Durante séculos, peregrinos de toda a Europa partiram de diferentes pontos em direção a Santiago de Compostela. Agora, o Mediterrâneo ganha um novo ponto de partida: Malta. A ilha passa a integrar oficialmente a rede de rotas do Caminho de Santiago com o chamado Caminho Maltês, um percurso que liga culturas, histórias e paisagens ao longo de cerca de 3.600 quilometros.
A nova rota não se limita ao arquipélago maltês. Depois de deixar Malta, o caminho segue pelo mar em direção à Sicília, passa pela Sardenha e por Barcelona, conectando-se finalmente às tradicionais rotas espanholas que levam à Galícia. A inclusão de Malta como ponto inicial do percurso surgiu de uma iniciativa de várias entidades locais, entre elas a Heritage Malta, que viram na história e na posição geográfica da ilha um elo natural entre o Mediterrâneo e o famoso itinerário de peregrinação.
Embora o Caminho Maltês faça parte de um percurso muito mais longo, o trecho dentro de Malta é relativamente curto, com cerca de 35 quilómetros. A jornada começa na Gruta de São Paulo, em Rabat, um lugar profundamente ligado à tradição cristã. Segundo a narrativa histórica, foi ali que o apóstolo Paulo se refugiou e pregou durante três meses após um naufrágio ocorrido por volta do ano 60 d.C., tornando o local um importante centro de devoção e peregrinação.
A partir dali, o percurso segue por paisagens históricas até Żejtun, atravessa parte do sul da ilha e continua até Birgu, uma das cidades mais antigas e encantadoras do arquipélago. O destino final é o imponente Forte de Santo Ângelo, que domina o Grande Porto e guarda séculos de história ligados aos Cavaleiros de São João.
Não foi por acaso que o forte foi escolhido como a última paragem do percurso maltês. Além da sua importância militar e estratégica ao longo da história, o local simboliza a ligação entre Malta, as rotas marítimas mediterrânicas e a espiritualidade que sempre acompanhou os peregrinos.

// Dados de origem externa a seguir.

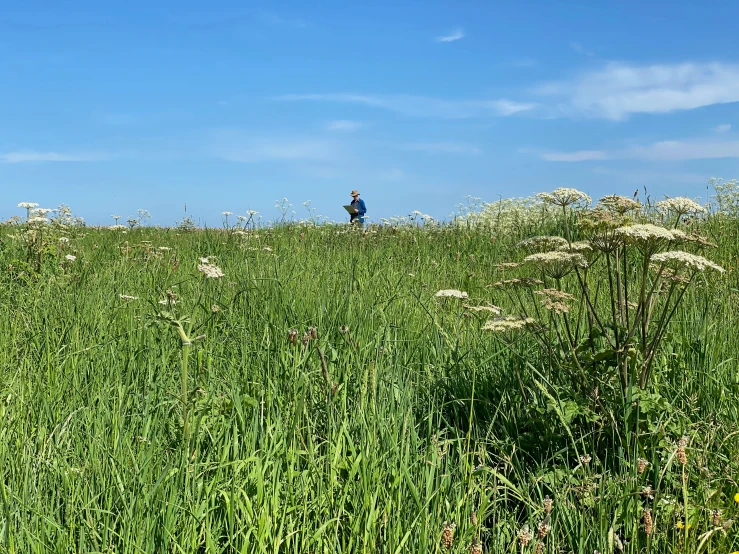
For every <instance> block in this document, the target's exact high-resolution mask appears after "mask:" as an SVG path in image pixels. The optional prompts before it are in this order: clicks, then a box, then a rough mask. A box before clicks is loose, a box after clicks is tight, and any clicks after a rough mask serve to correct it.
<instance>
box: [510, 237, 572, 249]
mask: <svg viewBox="0 0 739 554" xmlns="http://www.w3.org/2000/svg"><path fill="white" fill-rule="evenodd" d="M566 245H567V239H564V238H562V237H553V236H538V237H531V238H528V239H526V240H522V241H521V242H519V243H518V244H517V245H516V247H517V248H523V249H525V250H528V251H529V252H548V251H550V250H557V249H559V248H561V247H562V246H566Z"/></svg>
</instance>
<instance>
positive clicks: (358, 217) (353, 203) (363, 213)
mask: <svg viewBox="0 0 739 554" xmlns="http://www.w3.org/2000/svg"><path fill="white" fill-rule="evenodd" d="M351 205H352V207H354V209H355V210H359V212H358V213H353V214H352V215H351V221H354V220H355V219H357V218H359V222H360V223H364V214H366V213H367V206H365V204H364V200H362V199H361V198H357V199H356V200H353V199H352V203H351Z"/></svg>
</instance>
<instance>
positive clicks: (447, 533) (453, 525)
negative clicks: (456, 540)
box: [441, 521, 457, 550]
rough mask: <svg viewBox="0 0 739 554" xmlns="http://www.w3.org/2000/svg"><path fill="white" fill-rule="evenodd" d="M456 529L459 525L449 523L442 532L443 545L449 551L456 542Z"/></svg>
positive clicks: (442, 529)
mask: <svg viewBox="0 0 739 554" xmlns="http://www.w3.org/2000/svg"><path fill="white" fill-rule="evenodd" d="M456 527H457V525H456V524H454V523H449V522H448V521H445V522H444V528H443V529H442V531H441V544H442V546H444V548H445V549H446V550H449V549H450V548H451V547H452V542H453V541H454V529H456Z"/></svg>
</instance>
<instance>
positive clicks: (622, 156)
mask: <svg viewBox="0 0 739 554" xmlns="http://www.w3.org/2000/svg"><path fill="white" fill-rule="evenodd" d="M541 158H542V159H543V160H546V161H550V162H583V161H591V160H642V161H650V162H665V161H667V162H669V161H683V160H713V159H720V158H739V140H716V139H704V138H699V139H689V140H666V141H660V142H654V143H651V144H647V145H641V146H632V147H629V148H624V149H621V150H612V151H603V150H580V151H574V152H545V153H543V154H541Z"/></svg>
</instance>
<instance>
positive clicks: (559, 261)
mask: <svg viewBox="0 0 739 554" xmlns="http://www.w3.org/2000/svg"><path fill="white" fill-rule="evenodd" d="M524 261H525V262H527V263H530V264H532V265H536V266H538V267H539V268H540V269H541V270H542V271H543V272H544V274H545V275H548V276H549V277H551V278H552V279H561V278H562V277H564V276H565V275H568V274H569V273H570V272H572V271H574V270H575V269H576V268H586V267H588V261H587V260H586V259H585V256H583V255H582V254H580V253H578V252H563V251H561V250H555V251H553V252H540V253H538V254H531V255H530V256H526V257H525V258H524Z"/></svg>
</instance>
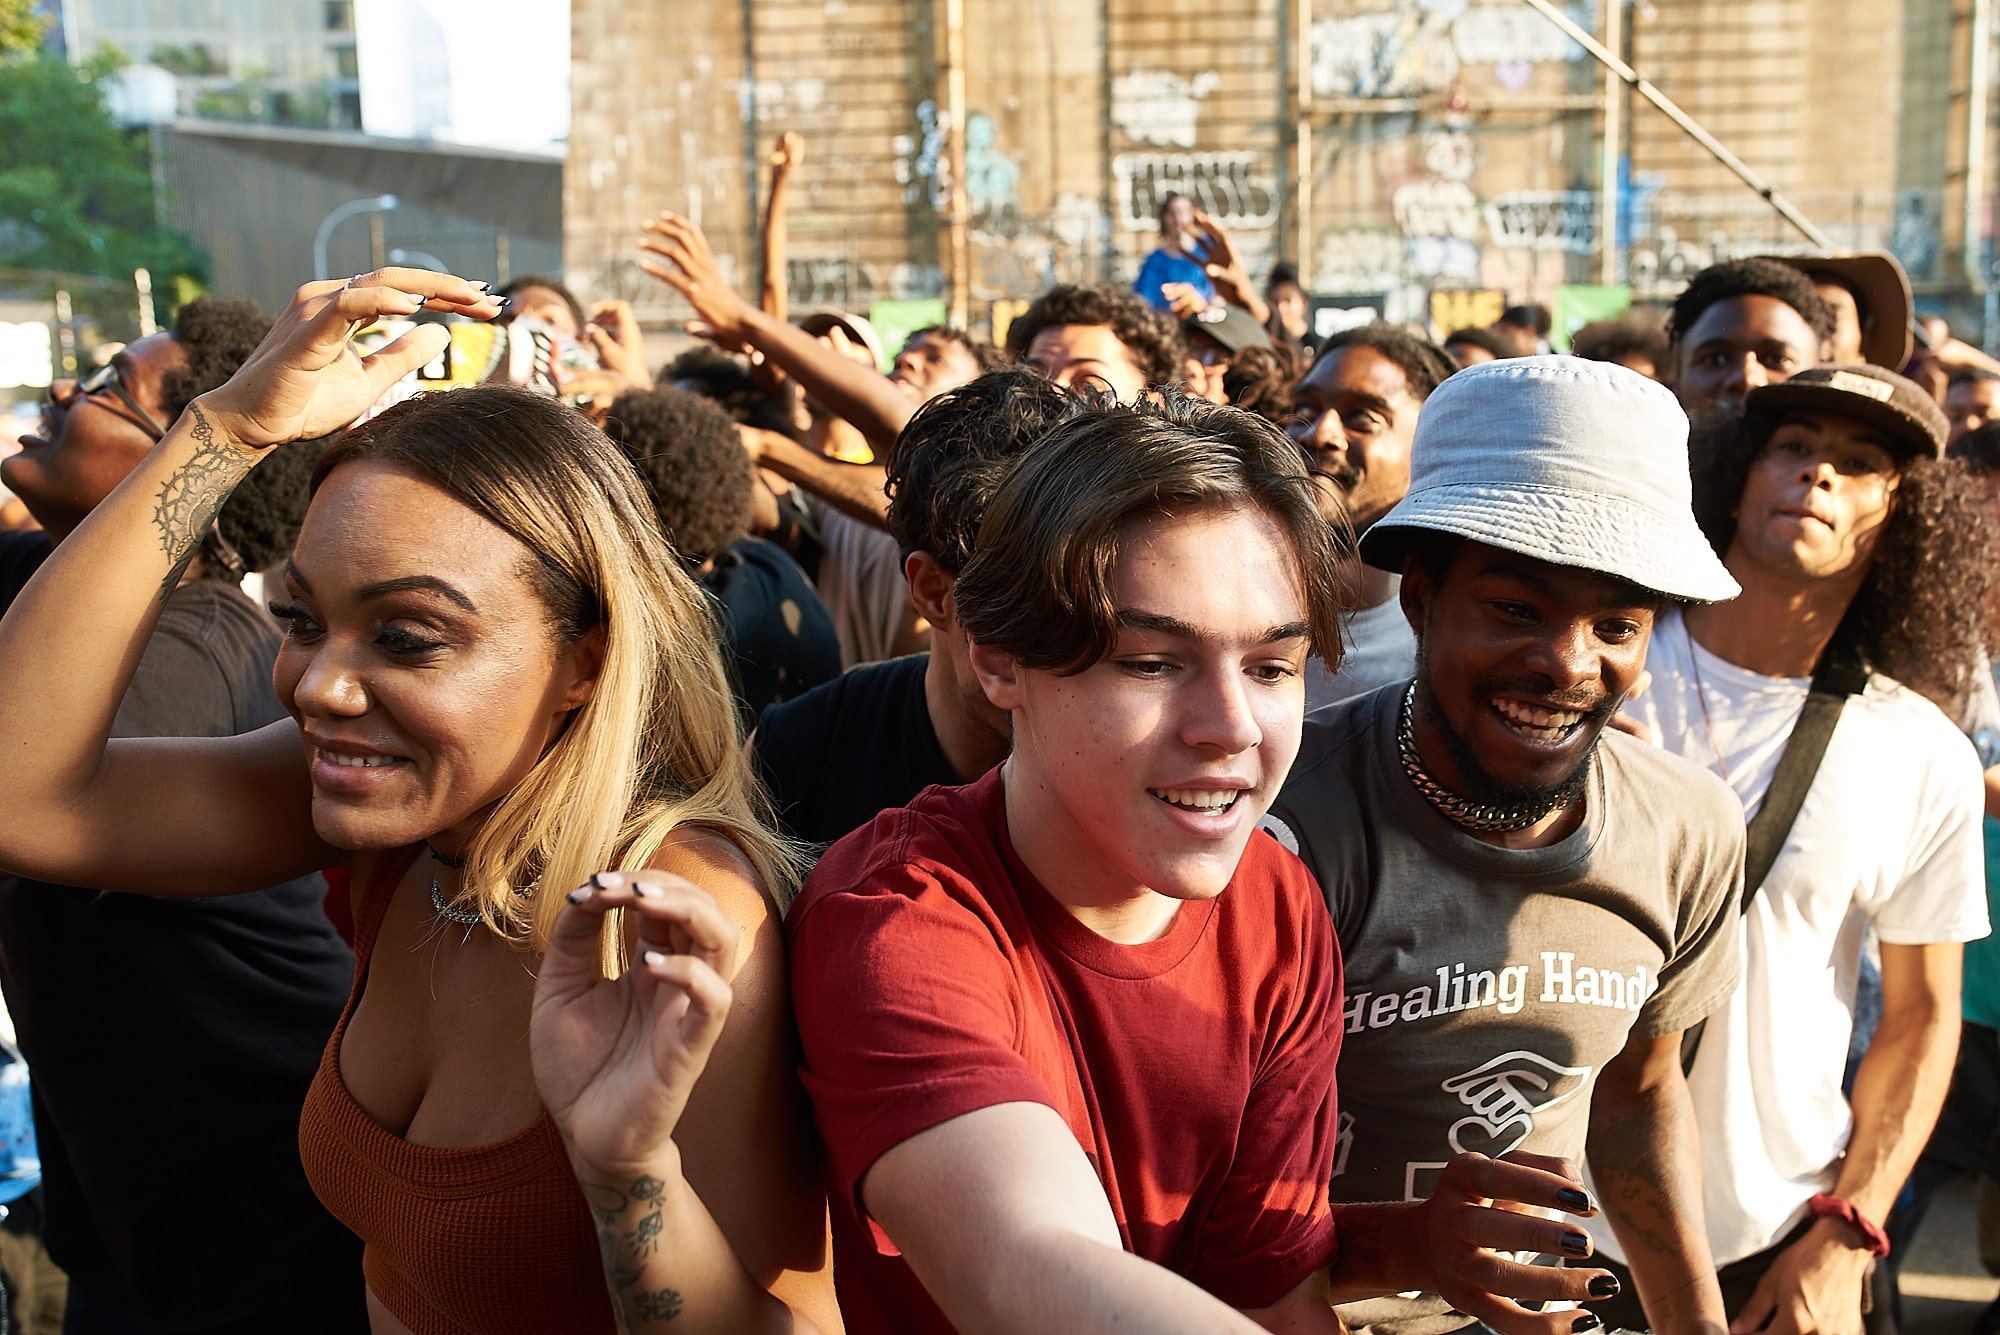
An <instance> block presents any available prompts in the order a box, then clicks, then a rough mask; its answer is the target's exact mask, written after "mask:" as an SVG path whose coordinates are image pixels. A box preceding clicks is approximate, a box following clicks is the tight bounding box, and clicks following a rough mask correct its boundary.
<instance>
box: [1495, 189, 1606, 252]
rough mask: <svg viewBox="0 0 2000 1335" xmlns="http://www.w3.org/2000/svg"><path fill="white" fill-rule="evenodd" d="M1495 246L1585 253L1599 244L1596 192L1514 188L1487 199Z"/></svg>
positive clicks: (1587, 191)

Perto da entrada do forte será instalada uma placa indicando a direção da Galícia, lembrando que, dali em diante, o caminho continua pelo mar.
Depois de chegar a Valletta, os peregrinos atravessam o porto e seguem de ferry para a Sicília, dando continuidade à jornada rumo a Santiago de Compostela.
O Forte de Santo Ângelo foi também palco da apresentação oficial do Caminho Maltês. Durante o evento, foram explicadas as origens da rota e como os viajantes podem iniciar a peregrinação a partir de Malta. A iniciativa contou com o apoio do Ministério dos Negócios Estrangeiros e Europeus e do Comércio, através da Embaixada de Malta em Espanha, da Autoridade de Turismo de Malta, da Heritage Malta e da Xircammini, a associação que representa o país na Federação Internacional das Associações de Amigos do Caminho de Santiago.
Mais do que um novo percurso espiritual, o Caminho Maltês é também uma forma diferente de explorar o Mediterrâneo — caminhando por entre fortalezas, cidades históricas e paisagens costeiras antes de seguir rumo a um dos destinos de peregrinação mais emblemáticos do mundo.